Ghana has no water rights with her neighbours in the Volta basin, a situation that could have disastrous effect on the sustainable development of the basin, the Director for Water Research Institute, said on Monday.

There is no agreement on the sharing and usage of tributaries of the Volta River that start from Mali, Burkina Faso, Cote d'Ivoire, Benin and Togo and empty into the Gulf of Guinea.

Dr Charles Augustus Biney, the Director, who opened a five-day sub-regional workshop on Integrated Water Resources Management of the Volta basin, (IWRM) said the increase in population was causing an increase in water demand in the various countries.

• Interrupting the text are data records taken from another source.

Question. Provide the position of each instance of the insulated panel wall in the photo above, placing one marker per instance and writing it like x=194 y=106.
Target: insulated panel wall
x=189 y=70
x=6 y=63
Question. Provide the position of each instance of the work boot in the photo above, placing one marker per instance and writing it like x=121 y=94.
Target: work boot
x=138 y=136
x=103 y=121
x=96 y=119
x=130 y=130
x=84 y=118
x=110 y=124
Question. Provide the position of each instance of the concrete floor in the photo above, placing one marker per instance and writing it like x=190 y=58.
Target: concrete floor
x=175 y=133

"In the face of increasing demand for water resources and accompanying deterioration of quality of the resource, the IWRM is currently the best way to achieve a balance between the use of resources for livelihood of the increasing population of the basin," Dr Biney said.

He cited an example where some hydroelectric power projects could be starved of the needed height of water for their operations whilst flooding could occur when spillways of some dams were opened during the rainy season.

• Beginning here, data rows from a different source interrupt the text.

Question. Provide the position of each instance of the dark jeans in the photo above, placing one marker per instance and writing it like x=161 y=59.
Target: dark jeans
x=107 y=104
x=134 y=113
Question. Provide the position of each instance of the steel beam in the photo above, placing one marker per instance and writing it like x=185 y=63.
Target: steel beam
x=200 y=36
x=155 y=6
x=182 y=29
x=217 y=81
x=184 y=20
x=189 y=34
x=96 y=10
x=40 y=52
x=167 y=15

The workshop, the third to be convened in Ghana by the Council for Scientific and Industrial Research's Water Research Institute (CSIR/WRI) within the framework of the International Hydrological Programme (IHP) and the participation programme of UNESCO is aimed at finding solutions to the emerging problems. It has brought together about 30 technical representative of the IHP National Committees from Ghana, Mali, Cote d'Ivoire, Burkina Faso, Benin Togo.

The participants are to share their knowledge and experiences on the sustainable management of the resources of the basin to support present and future socio-economic development needs of the countries that share the Volta basin.

Dr Biney said IWRM was the process that promoted the coordinated development and management of water and related resource in order to maximise the resultant economic and social welfare in an equitable manner without compromising the sustainability of the ecosystems.

He urged the participants not to make this workshop another paragraph in their already impressive Curriculum Vitas, "but to strive directly or indirectly, make use of the knowledge gained to support the socio-economic development of the Volta basin and the sub-region as a whole."

Dr Martin Agyemang Odei, Executive Director, National Science and Technology Foundation, said Ghana believed that to harness the resources of the Volta basin efficiently, the development and management of the water resources and the basin have to be rationalised and harmonised.

''We believe in sharing the benefits of the resources within the basin, for example, the possible extension of power supply from Ghana to other riparian states where feasible," he said. Dr Odei said there could also be extension of potable water supply from the Volta River in Ghana to the neighbours that needed it.

"We believe that when the riparian countries have a stake in the benefits of the resource they would be prepared to conserve and manage the water resources of the basin for the sustainable development of the riparian nations'', he said.

Mr Robert R. Bannerman, a consultant with the Water Resources Consultancy Limited, who chaired the function, called for trust and co-operation among the riparian neighbours to be able to provide for the socio-economic needs of the people.

The trust and co-operation could be achieved by sharing information and resources, he said.